L'accord suggère la tenue d'élections législatives et présidentielle mi-2010. Il stipule le renforcement des forces de sécurité du Fateh sous la supervision des Égyptiens et la libération des personnes détenues par les deux groupes en Cisjordanie et à Gaza. Jeudi, le Fateh avait annoncé avoir remis aux Égyptiens cet accord signé.
Pour justifier le nouveau report, le responsable égyptien a mis en avant « les répercussions de la dispute entre l'Autorité palestinienne et le Hamas sur la gestion du rapport » Goldstone, commandité par l'ONU. Le Hamas reproche au Fateh d'avoir « trahi » ces victimes après que la délégation palestinienne auprès du Conseil des droits de l'homme eut, dans un premier temps, accepté un report d'un vote à l'instance onusienne sur le rapport Goldstone. Le Fateh accuse son rival d'instrumentaliser cette décision.
Sur la chaîne satellitaire al-Jazira, le chef adjoint du Hamas, qui vit en exil à Damas, Moussa Abou Marzouk, a pour sa part assuré que son mouvement entendait signer l'accord de réconciliation, mais expliqué qu'il avait besoin de temps pour « digérer le douloureux incident » lié au rapport Goldstone. « Nous allons répondre dans les heures à venir, ou (au pire) d'ici à un jour, à nos frères égyptiens sur la réconciliation », a-t-il précisé.

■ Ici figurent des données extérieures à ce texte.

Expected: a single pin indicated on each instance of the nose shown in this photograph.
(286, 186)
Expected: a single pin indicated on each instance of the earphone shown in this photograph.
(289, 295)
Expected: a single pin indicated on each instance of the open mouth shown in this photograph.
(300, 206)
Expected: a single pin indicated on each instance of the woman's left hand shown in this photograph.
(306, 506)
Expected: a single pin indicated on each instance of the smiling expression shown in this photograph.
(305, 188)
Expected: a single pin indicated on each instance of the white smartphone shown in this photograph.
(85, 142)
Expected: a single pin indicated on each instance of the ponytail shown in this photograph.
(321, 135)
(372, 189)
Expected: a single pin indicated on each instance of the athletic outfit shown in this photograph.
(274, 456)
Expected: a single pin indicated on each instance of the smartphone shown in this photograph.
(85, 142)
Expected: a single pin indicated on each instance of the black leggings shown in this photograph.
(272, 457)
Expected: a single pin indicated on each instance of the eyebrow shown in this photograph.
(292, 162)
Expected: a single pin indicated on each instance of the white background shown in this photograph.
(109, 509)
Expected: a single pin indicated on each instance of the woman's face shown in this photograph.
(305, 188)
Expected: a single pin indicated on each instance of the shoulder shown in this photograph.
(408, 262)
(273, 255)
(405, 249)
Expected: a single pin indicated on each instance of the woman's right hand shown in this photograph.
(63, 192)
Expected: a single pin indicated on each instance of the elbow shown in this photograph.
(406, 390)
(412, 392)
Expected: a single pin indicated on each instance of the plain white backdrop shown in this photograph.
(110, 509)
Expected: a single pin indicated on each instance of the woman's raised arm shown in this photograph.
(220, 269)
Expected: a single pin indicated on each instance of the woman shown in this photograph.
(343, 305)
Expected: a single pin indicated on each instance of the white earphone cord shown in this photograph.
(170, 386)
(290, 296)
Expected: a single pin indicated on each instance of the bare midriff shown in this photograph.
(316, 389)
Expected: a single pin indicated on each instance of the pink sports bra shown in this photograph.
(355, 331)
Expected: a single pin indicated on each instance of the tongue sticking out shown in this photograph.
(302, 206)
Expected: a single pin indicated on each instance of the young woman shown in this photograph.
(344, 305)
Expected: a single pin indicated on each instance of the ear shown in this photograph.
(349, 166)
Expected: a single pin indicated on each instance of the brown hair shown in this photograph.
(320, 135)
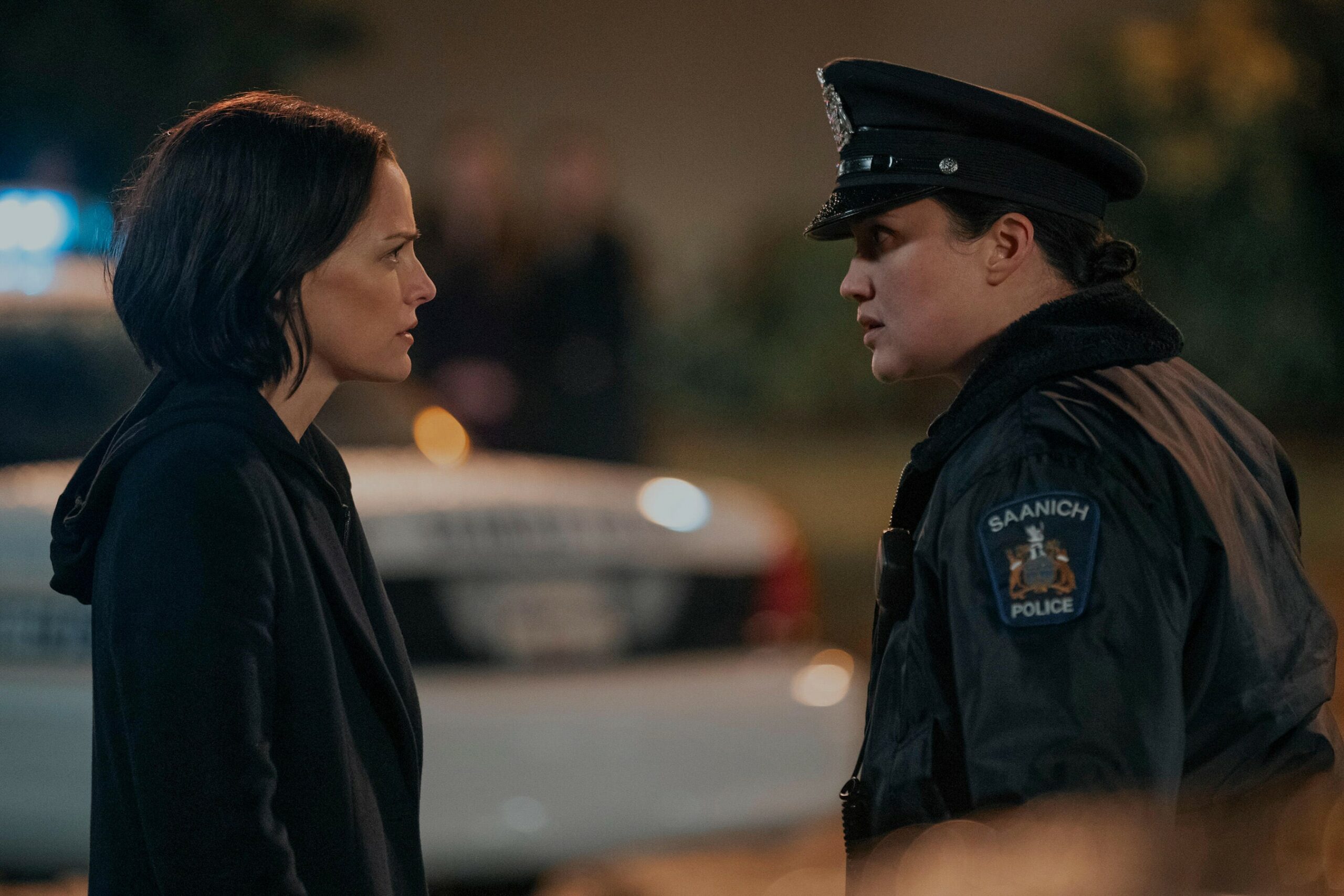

Mais d'autres responsables du Hamas ont tenu des propos contraires. Contacté par l'AFP, un haut responsable, Mohammad Nasr, a affirmé de Damas que la position du mouvement n'était pas encore arrêtée et que celui-ci avait « besoin de davantage de temps pour étudier le document égyptien ». Dans une déclaration au journal français Libération, un dirigeant du mouvement à Gaza, Mahmoud al-Zahar, a avancé que le Hamas signerait « un accord d'entente » et non une « vraie réconciliation qui nécessite un climat approprié ». Enfin, la veille, dans un communiqué, le Hamas et d'autres factions palestiniennes basées à Damas avaient fait savoir qu'elles refusaient de signer en l'état l'accord et exigé l'inclusion d'une clause reconnaissant le « droit de résister » à Israël.
La déchirure interpalestinienne remonte à juin 2007 lorsque le Hamas, au terme de combats sanglants, a chassé de Gaza le Fateh, qui ne contrôle plus que la Cisjordanie. En filigrane, selon des analystes, se dessine l'enjeu des élections présidentielle et législatives.